Ci giunge una notizia, nonostante la bellissima età, molto dolorosa: è morto Gino Paoli, uno dei più grandi protagonisti della musica italiana del Novecento. Aveva 91 anni, in fondo, ma vi dico la verità, darei un rene per aver vissuto la vita proprio come lui: Paoli ha amato molto e ha vissuto facendo sempre ciò che amava. Infondo, è il sogno di tutti noi, non credete? Si può davvero dire, allora, che l’amore fosse il destino di Gino. E oggi parliamo proprio di tutte le donne della sua vita!

Gino Paoli, l’amore come destino

La vita privata di Paoli è stata inseparabile dalla sua arte. Le sue canzoni — da Il cielo in una stanza a Sapore di sale — nascevano spesso da esperienze reali, vissute fino in fondo. Non a caso, lui stesso raccontava di voler descrivere emozioni vere, intime, anche scomode, in un’Italia ancora rigida e conservatrice. Dietro quelle parole c’erano storie d’amore travolgenti, complicate, talvolta scandalose.

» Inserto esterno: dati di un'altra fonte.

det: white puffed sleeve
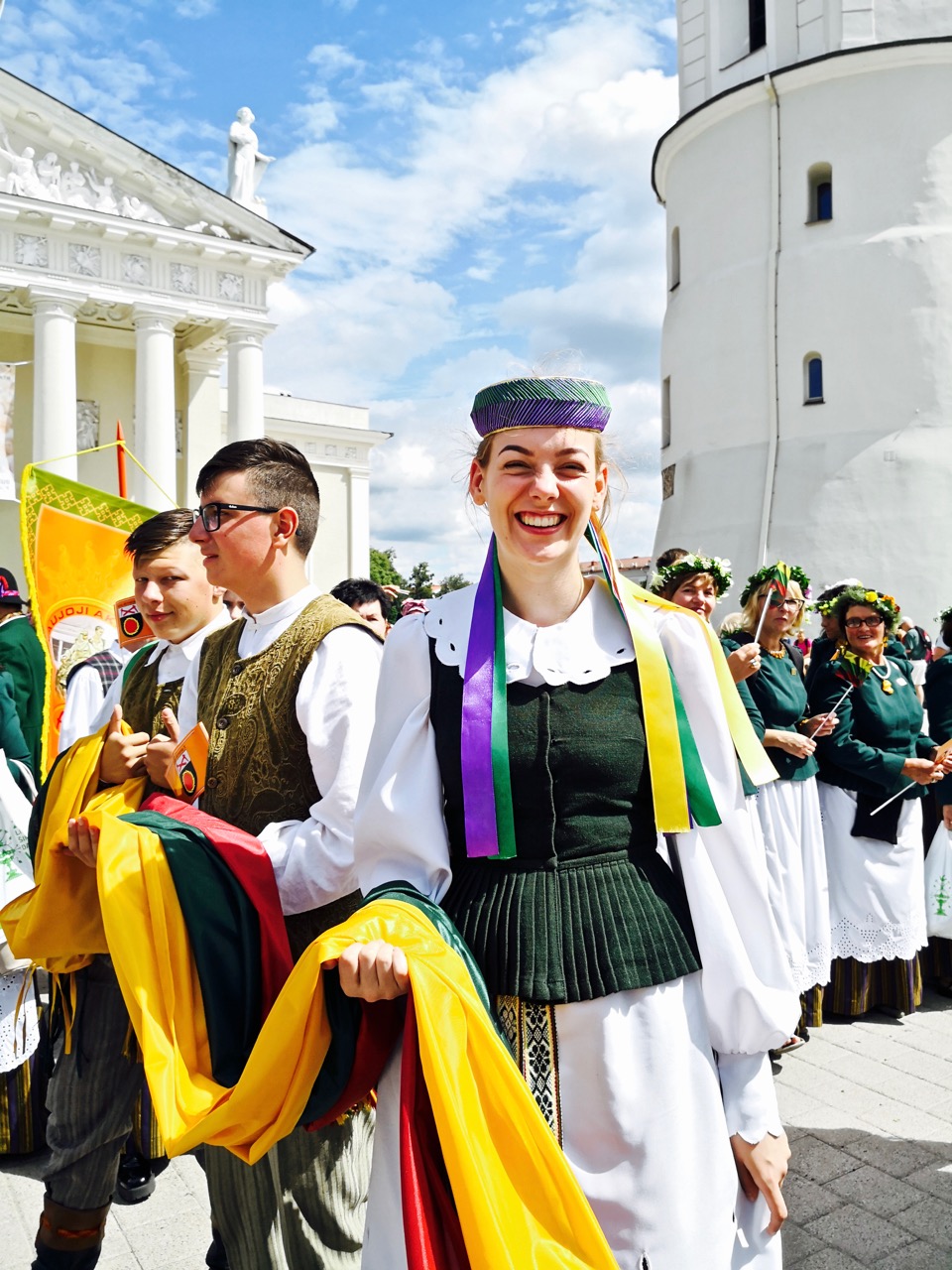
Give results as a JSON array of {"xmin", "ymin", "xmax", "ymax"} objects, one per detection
[
  {"xmin": 354, "ymin": 613, "xmax": 452, "ymax": 902},
  {"xmin": 658, "ymin": 612, "xmax": 799, "ymax": 1056}
]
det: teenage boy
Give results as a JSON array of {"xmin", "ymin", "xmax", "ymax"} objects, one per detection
[
  {"xmin": 160, "ymin": 439, "xmax": 381, "ymax": 1270},
  {"xmin": 33, "ymin": 509, "xmax": 230, "ymax": 1270}
]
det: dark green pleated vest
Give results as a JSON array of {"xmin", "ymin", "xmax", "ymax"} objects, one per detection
[
  {"xmin": 122, "ymin": 650, "xmax": 182, "ymax": 736},
  {"xmin": 430, "ymin": 641, "xmax": 699, "ymax": 1004}
]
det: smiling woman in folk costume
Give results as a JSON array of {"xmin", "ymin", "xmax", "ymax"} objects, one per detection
[
  {"xmin": 920, "ymin": 606, "xmax": 952, "ymax": 997},
  {"xmin": 339, "ymin": 378, "xmax": 797, "ymax": 1270},
  {"xmin": 810, "ymin": 586, "xmax": 952, "ymax": 1015},
  {"xmin": 722, "ymin": 562, "xmax": 835, "ymax": 1049}
]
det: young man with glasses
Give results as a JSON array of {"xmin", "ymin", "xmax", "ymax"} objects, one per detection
[{"xmin": 146, "ymin": 439, "xmax": 381, "ymax": 1270}]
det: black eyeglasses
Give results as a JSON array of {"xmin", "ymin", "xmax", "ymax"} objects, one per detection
[
  {"xmin": 191, "ymin": 503, "xmax": 281, "ymax": 534},
  {"xmin": 768, "ymin": 590, "xmax": 803, "ymax": 612}
]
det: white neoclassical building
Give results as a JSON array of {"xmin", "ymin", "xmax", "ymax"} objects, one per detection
[
  {"xmin": 0, "ymin": 71, "xmax": 387, "ymax": 585},
  {"xmin": 654, "ymin": 0, "xmax": 952, "ymax": 625}
]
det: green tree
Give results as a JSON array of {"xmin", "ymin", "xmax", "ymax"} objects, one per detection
[
  {"xmin": 407, "ymin": 560, "xmax": 432, "ymax": 599},
  {"xmin": 371, "ymin": 548, "xmax": 407, "ymax": 586}
]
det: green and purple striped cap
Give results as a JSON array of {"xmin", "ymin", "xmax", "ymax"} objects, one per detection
[{"xmin": 470, "ymin": 376, "xmax": 612, "ymax": 437}]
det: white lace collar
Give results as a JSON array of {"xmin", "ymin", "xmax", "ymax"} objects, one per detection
[{"xmin": 422, "ymin": 577, "xmax": 635, "ymax": 685}]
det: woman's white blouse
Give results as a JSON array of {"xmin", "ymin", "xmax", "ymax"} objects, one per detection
[{"xmin": 355, "ymin": 579, "xmax": 799, "ymax": 1067}]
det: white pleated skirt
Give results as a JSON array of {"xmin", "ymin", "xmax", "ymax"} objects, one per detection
[
  {"xmin": 362, "ymin": 974, "xmax": 781, "ymax": 1270},
  {"xmin": 819, "ymin": 781, "xmax": 926, "ymax": 961},
  {"xmin": 756, "ymin": 776, "xmax": 831, "ymax": 992}
]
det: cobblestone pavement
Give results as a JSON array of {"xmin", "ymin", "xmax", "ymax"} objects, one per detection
[{"xmin": 0, "ymin": 993, "xmax": 952, "ymax": 1270}]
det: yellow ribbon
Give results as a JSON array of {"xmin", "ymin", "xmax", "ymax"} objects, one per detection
[{"xmin": 618, "ymin": 577, "xmax": 776, "ymax": 785}]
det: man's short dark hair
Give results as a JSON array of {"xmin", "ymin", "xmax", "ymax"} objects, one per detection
[
  {"xmin": 654, "ymin": 548, "xmax": 690, "ymax": 572},
  {"xmin": 331, "ymin": 577, "xmax": 393, "ymax": 617},
  {"xmin": 124, "ymin": 507, "xmax": 195, "ymax": 567},
  {"xmin": 195, "ymin": 437, "xmax": 321, "ymax": 557}
]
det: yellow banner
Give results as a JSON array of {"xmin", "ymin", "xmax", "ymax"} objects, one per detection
[{"xmin": 20, "ymin": 464, "xmax": 155, "ymax": 774}]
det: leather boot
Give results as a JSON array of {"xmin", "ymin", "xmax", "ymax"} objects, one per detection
[{"xmin": 32, "ymin": 1195, "xmax": 109, "ymax": 1270}]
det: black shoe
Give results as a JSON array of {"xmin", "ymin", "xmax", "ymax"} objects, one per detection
[
  {"xmin": 204, "ymin": 1226, "xmax": 230, "ymax": 1270},
  {"xmin": 115, "ymin": 1153, "xmax": 155, "ymax": 1204}
]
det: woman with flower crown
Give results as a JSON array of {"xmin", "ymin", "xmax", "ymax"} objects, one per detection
[
  {"xmin": 810, "ymin": 586, "xmax": 952, "ymax": 1016},
  {"xmin": 721, "ymin": 572, "xmax": 835, "ymax": 1052},
  {"xmin": 921, "ymin": 606, "xmax": 952, "ymax": 997},
  {"xmin": 339, "ymin": 378, "xmax": 797, "ymax": 1270},
  {"xmin": 650, "ymin": 552, "xmax": 761, "ymax": 681}
]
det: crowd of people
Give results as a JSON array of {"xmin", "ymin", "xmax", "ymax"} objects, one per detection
[
  {"xmin": 0, "ymin": 377, "xmax": 952, "ymax": 1270},
  {"xmin": 653, "ymin": 549, "xmax": 952, "ymax": 1052}
]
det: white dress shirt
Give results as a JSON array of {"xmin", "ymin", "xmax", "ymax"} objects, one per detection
[
  {"xmin": 178, "ymin": 586, "xmax": 381, "ymax": 913},
  {"xmin": 89, "ymin": 608, "xmax": 231, "ymax": 749},
  {"xmin": 59, "ymin": 640, "xmax": 130, "ymax": 753}
]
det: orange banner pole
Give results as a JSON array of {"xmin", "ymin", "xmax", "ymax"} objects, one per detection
[{"xmin": 115, "ymin": 419, "xmax": 128, "ymax": 498}]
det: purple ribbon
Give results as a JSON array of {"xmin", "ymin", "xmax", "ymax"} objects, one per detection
[{"xmin": 459, "ymin": 539, "xmax": 499, "ymax": 857}]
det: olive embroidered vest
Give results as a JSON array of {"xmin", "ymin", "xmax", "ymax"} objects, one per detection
[
  {"xmin": 198, "ymin": 595, "xmax": 375, "ymax": 834},
  {"xmin": 430, "ymin": 641, "xmax": 699, "ymax": 1004}
]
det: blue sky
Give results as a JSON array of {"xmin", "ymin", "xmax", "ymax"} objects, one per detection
[{"xmin": 0, "ymin": 0, "xmax": 676, "ymax": 576}]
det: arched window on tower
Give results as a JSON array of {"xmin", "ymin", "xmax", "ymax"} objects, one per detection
[
  {"xmin": 803, "ymin": 353, "xmax": 822, "ymax": 405},
  {"xmin": 667, "ymin": 225, "xmax": 680, "ymax": 291},
  {"xmin": 748, "ymin": 0, "xmax": 767, "ymax": 54},
  {"xmin": 806, "ymin": 163, "xmax": 833, "ymax": 222}
]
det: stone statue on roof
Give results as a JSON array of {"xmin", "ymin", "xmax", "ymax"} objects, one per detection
[{"xmin": 228, "ymin": 105, "xmax": 274, "ymax": 216}]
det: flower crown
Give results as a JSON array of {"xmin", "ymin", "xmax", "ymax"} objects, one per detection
[
  {"xmin": 834, "ymin": 586, "xmax": 900, "ymax": 632},
  {"xmin": 649, "ymin": 555, "xmax": 734, "ymax": 600},
  {"xmin": 740, "ymin": 560, "xmax": 810, "ymax": 608}
]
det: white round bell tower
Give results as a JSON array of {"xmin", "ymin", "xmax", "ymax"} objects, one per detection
[{"xmin": 653, "ymin": 0, "xmax": 952, "ymax": 626}]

Stefania Sandrelli, l’amore che fece scandalo

La relazione con Stefania Sandrelli è stata forse la più discussa. Quando si incontrano, lei è giovanissima e lui è già sposato. Nonostante tutto, vivono un legame intenso e fuori dagli schemi. Ed è in questo amore, così potente che non si riesce a fermare che nasce Amanda Sandrelli. La loro storia finisce sulle prime pagine dei giornali dell’epoca, diventando simbolo di un’Italia che stava cambiando. Anche se, si sa, noi siam sempre stati un po’ bigotti, e sicuramente all’epoca non eravamo pronti ad accettare certi amori.

Ornella Vanoni, passione e tormento

Un altro capitolo fondamentale è quello con Ornella Vanoni, la nostra icona Nazionale. Ma quanto l’abbiamo amata in questi ultimi anni? La nonna d’Italia, che poi, vorremmo tutti arrivarci così a fare i nonni. Ebbene, il loro rapporto è stato tanto artistico quanto sentimentale: intenso, instabile, segnato da tradimenti e riconciliazioni.

La loro relazione ha influenzato profondamente la musica di entrambi. Non fu una storia tranquilla, ma lasciò un segno profondo, diventando quasi leggendaria nella storia della canzone italiana.

Gino Paoli: tra matrimonio e libertà

Nel frattempo, Paoli era sposato con Anna Fabbri, dalla quale ebbe un figlio. Una doppia vita che contribuì a costruire quell’immagine di artista libero, ma anche controverso. Negli anni successivi, la sua vita sentimentale si stabilizza con Paola Penzo, sposata nel 1991, con cui ha avuto altri figli. Dopo decenni turbolenti, sembra trovare una dimensione più stabile, senza però mai rinnegare il proprio passato.

Una vita vissuta senza mezze misure

Gino Paoli non ha mai nascosto le sue contraddizioni. Amori sovrapposti, passioni improvvise, scelte impulsive: tutto faceva parte della sua identità. Anche i momenti più bui — come il tentativo di suicidio nel 1963 — erano legati a crisi personali e sentimentali profonde. Era un uomo che viveva ciò che scriveva.

L’eredità di un uomo e delle sue storie

Con la sua morte, l’Italia perde una voce unica, capace di trasformare l’amore — nelle sue forme più pure e più complicate — in poesia. La sua vita sentimentale, spesso criticata, è stata anche la sua più grande fonte di ispirazione. Perché in fondo, Gino Paoli non ha mai separato l’uomo dall’artista: ha semplicemente vissuto, amato e sbagliato, mettendo tutto dentro le sue canzoni.